B. holmesii has been reported to cause respiratory symptoms, although it is associated primarily with bacteraemia in patients with underlying conditions [7, 8]. Most data on B. holmesii infection, however, are from individual case reports. We are aware of two published reports of B. holmesii cases in patients suspected of pertussis that were identified through surveillance [9, 10]. The majority of the B. holmesii case-patients identified in the Massachusetts study [10] was of adolescent (83%) or young-adult age (9%) with mild respiratory symptoms. Eleven case-patients in the Chilean report [9] positive for B. holmesii were spread across age groups, with three aged <12 months. In agreement with these last findings, we also detected B. holmesii in infants clinically diagnosed as pertussis. Although B. holmesii was detected in these patients, other possible pathogens were not tested for and therefore the data are suggestive, but not conclusive, that B holmesii was the responsible pathogen. Frequencies of catarrhal symptoms and cyanosis in these B. holmesii case-patients differed significantly from those of Argentinean patients with laboratory-confirmed B. pertussis. However, clinical presentations of B. holmesii cases were similar enough for clinicians to suspect pertussis and order a pertussis laboratory test.

We did not identify reports of secondary cases, and case-patients were from four dispersed provinces distributed across time, suggesting that these cases were not part of a localized outbreak. Increased awareness in the health system – due to the steady increase in cases of pertussis – and in laboratory capacity, such as incorporating multi-target real-time PCR methodology in 2010, increased the ability to identify this pathogen. Thus, B. holmesii may have been circulating unidentified in Argentina previously.

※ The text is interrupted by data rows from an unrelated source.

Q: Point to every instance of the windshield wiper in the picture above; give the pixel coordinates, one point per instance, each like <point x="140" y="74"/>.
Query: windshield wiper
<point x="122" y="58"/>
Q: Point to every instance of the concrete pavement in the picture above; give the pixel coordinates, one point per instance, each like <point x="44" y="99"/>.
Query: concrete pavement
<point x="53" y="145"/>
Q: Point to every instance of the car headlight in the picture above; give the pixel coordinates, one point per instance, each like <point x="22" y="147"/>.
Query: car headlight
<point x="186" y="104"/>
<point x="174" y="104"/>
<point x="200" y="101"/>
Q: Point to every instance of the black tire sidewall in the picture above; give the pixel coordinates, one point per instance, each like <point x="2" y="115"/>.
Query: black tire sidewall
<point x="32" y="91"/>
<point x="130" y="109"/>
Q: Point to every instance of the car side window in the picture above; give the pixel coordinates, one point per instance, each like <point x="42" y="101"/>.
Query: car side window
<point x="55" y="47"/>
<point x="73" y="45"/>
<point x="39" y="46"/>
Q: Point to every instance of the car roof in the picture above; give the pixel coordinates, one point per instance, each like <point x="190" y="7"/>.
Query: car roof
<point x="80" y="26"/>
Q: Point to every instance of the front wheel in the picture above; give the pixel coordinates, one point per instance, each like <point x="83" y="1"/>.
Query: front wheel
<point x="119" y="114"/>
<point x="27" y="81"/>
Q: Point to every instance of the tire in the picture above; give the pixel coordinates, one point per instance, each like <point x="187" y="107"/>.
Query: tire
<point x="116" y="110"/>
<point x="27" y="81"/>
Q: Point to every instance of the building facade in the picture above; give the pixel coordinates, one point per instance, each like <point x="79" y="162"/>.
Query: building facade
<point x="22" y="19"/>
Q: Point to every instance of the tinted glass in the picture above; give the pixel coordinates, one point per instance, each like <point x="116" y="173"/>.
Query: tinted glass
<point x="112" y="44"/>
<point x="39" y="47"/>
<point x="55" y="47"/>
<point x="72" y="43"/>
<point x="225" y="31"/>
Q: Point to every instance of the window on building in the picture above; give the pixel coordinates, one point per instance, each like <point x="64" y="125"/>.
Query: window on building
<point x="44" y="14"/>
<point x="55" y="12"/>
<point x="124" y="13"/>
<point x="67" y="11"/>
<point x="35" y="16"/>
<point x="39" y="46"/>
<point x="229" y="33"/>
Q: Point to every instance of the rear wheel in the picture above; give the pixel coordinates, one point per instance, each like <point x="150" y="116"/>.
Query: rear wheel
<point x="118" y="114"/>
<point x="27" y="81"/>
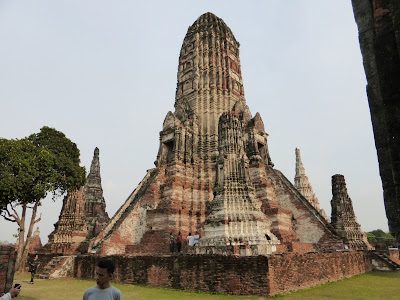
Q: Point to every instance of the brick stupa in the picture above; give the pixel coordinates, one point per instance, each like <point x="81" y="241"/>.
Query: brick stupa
<point x="83" y="215"/>
<point x="302" y="183"/>
<point x="343" y="218"/>
<point x="213" y="171"/>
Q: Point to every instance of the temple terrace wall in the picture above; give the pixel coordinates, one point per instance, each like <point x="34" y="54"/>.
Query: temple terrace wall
<point x="7" y="261"/>
<point x="251" y="275"/>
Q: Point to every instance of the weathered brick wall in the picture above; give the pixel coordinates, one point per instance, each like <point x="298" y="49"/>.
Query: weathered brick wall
<point x="379" y="35"/>
<point x="395" y="256"/>
<point x="293" y="271"/>
<point x="7" y="261"/>
<point x="251" y="275"/>
<point x="43" y="258"/>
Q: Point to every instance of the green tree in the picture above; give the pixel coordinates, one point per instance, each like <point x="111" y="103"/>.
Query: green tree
<point x="30" y="169"/>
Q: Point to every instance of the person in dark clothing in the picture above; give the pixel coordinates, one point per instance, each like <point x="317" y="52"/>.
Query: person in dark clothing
<point x="171" y="242"/>
<point x="178" y="242"/>
<point x="33" y="265"/>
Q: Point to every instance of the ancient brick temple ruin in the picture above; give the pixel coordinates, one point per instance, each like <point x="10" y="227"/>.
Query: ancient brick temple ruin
<point x="213" y="170"/>
<point x="83" y="215"/>
<point x="379" y="34"/>
<point x="343" y="218"/>
<point x="302" y="183"/>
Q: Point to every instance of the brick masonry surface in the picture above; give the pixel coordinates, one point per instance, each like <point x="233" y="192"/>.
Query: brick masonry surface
<point x="251" y="275"/>
<point x="7" y="261"/>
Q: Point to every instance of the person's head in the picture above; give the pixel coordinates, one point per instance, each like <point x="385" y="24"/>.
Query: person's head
<point x="104" y="271"/>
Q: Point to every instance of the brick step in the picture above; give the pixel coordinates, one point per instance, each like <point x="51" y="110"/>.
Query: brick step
<point x="45" y="273"/>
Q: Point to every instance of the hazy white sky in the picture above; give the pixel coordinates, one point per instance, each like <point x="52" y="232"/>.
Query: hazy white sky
<point x="104" y="73"/>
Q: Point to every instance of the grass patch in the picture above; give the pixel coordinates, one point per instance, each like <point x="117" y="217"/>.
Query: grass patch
<point x="373" y="285"/>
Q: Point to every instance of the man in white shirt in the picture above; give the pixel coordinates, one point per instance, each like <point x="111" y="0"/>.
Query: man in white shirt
<point x="196" y="238"/>
<point x="12" y="293"/>
<point x="103" y="290"/>
<point x="190" y="238"/>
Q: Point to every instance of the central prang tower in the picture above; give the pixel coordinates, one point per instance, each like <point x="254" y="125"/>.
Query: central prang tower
<point x="213" y="170"/>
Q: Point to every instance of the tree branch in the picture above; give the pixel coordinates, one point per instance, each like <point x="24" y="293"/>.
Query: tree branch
<point x="38" y="219"/>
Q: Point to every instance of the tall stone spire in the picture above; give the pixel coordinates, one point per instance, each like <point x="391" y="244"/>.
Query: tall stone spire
<point x="302" y="183"/>
<point x="209" y="79"/>
<point x="343" y="218"/>
<point x="95" y="206"/>
<point x="235" y="221"/>
<point x="213" y="173"/>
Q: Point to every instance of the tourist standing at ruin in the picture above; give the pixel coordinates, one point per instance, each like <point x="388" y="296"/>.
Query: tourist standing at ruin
<point x="103" y="290"/>
<point x="196" y="238"/>
<point x="14" y="291"/>
<point x="190" y="239"/>
<point x="178" y="242"/>
<point x="33" y="265"/>
<point x="171" y="242"/>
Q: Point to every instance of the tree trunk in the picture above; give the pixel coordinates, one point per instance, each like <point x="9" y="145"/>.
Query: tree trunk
<point x="24" y="256"/>
<point x="19" y="265"/>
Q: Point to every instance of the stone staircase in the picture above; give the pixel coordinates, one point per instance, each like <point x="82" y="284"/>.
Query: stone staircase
<point x="58" y="267"/>
<point x="45" y="273"/>
<point x="382" y="262"/>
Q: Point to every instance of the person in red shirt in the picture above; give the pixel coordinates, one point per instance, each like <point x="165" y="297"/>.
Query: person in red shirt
<point x="178" y="242"/>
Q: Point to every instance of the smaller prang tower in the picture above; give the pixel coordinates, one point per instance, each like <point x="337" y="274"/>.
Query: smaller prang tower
<point x="302" y="183"/>
<point x="343" y="218"/>
<point x="83" y="215"/>
<point x="95" y="206"/>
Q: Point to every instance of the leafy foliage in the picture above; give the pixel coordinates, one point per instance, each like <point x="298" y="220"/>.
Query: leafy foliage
<point x="32" y="167"/>
<point x="379" y="235"/>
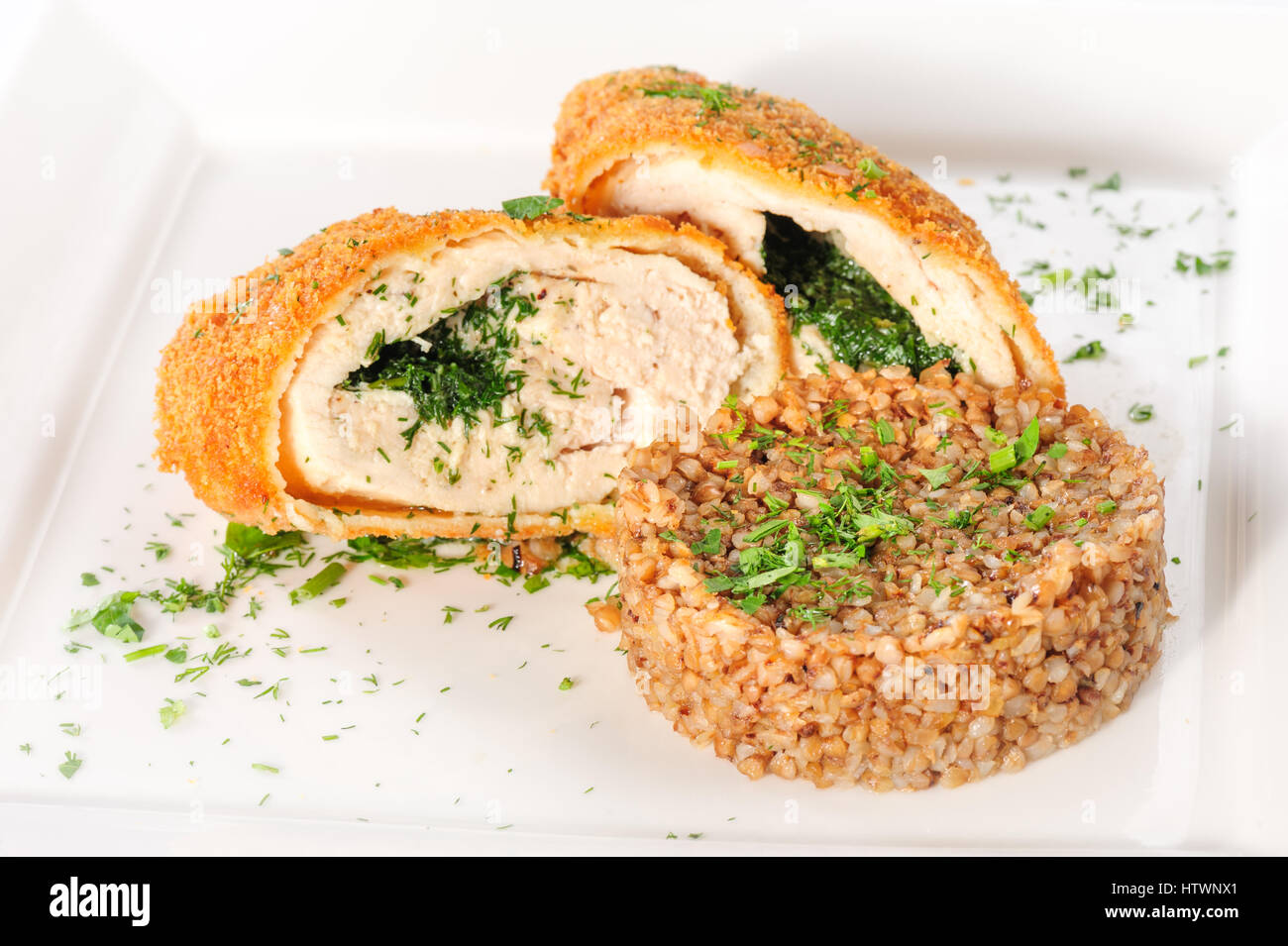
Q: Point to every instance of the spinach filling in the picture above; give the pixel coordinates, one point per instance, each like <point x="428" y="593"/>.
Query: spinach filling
<point x="458" y="368"/>
<point x="853" y="312"/>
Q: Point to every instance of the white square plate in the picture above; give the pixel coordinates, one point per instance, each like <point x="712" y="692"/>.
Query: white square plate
<point x="124" y="201"/>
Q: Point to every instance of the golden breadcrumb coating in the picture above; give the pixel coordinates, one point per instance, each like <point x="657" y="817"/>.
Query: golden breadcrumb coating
<point x="220" y="379"/>
<point x="785" y="146"/>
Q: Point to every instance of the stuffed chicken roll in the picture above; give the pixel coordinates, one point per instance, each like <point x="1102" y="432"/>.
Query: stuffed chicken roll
<point x="876" y="266"/>
<point x="459" y="373"/>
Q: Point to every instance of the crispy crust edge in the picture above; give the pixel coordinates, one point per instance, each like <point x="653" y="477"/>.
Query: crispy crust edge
<point x="222" y="377"/>
<point x="609" y="119"/>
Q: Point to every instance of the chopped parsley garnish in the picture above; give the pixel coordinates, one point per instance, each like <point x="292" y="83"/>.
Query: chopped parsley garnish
<point x="1220" y="262"/>
<point x="170" y="712"/>
<point x="531" y="207"/>
<point x="320" y="583"/>
<point x="715" y="99"/>
<point x="1140" y="412"/>
<point x="1093" y="351"/>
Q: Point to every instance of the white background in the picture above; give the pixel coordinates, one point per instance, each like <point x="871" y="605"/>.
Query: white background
<point x="197" y="142"/>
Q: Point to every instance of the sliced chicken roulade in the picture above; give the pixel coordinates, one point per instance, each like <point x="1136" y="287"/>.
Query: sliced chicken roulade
<point x="459" y="373"/>
<point x="876" y="266"/>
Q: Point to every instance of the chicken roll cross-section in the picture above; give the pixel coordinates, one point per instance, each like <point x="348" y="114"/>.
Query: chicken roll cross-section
<point x="459" y="373"/>
<point x="877" y="267"/>
<point x="874" y="579"/>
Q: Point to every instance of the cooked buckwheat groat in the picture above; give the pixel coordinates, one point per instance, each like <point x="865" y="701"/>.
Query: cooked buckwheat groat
<point x="896" y="581"/>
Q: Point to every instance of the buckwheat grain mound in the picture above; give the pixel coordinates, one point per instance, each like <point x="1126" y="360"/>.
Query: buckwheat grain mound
<point x="790" y="587"/>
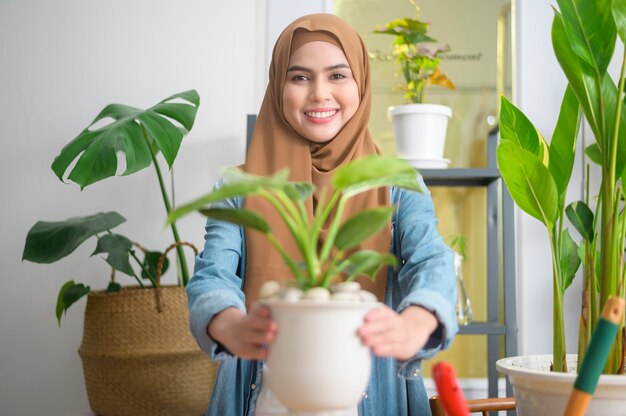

Regardless, detection of nine cases (eight aged <1 year) in a 6-month period is noteworthy in light of two retrospective studies' inability to detect B. holmesii in over 11000 Finnish and Dutch specimens collected between 1992 and 2003 or in 119 specimens positive for IS481 obtained from French patients aged <9 years between 2009 and 2010 [5, 11]. Our findings, which are similar to those of the Chilean report [9], may differ from those of the European countries because of a sustained increase in reported B. pertussis cases in Latin America over the past decade. Continued use of the multi-target, real-time PCR assay that can distinguish Bordetella spp. can assist in further monitoring the epidemiology and clinical picture of B. holmesii in Argentina.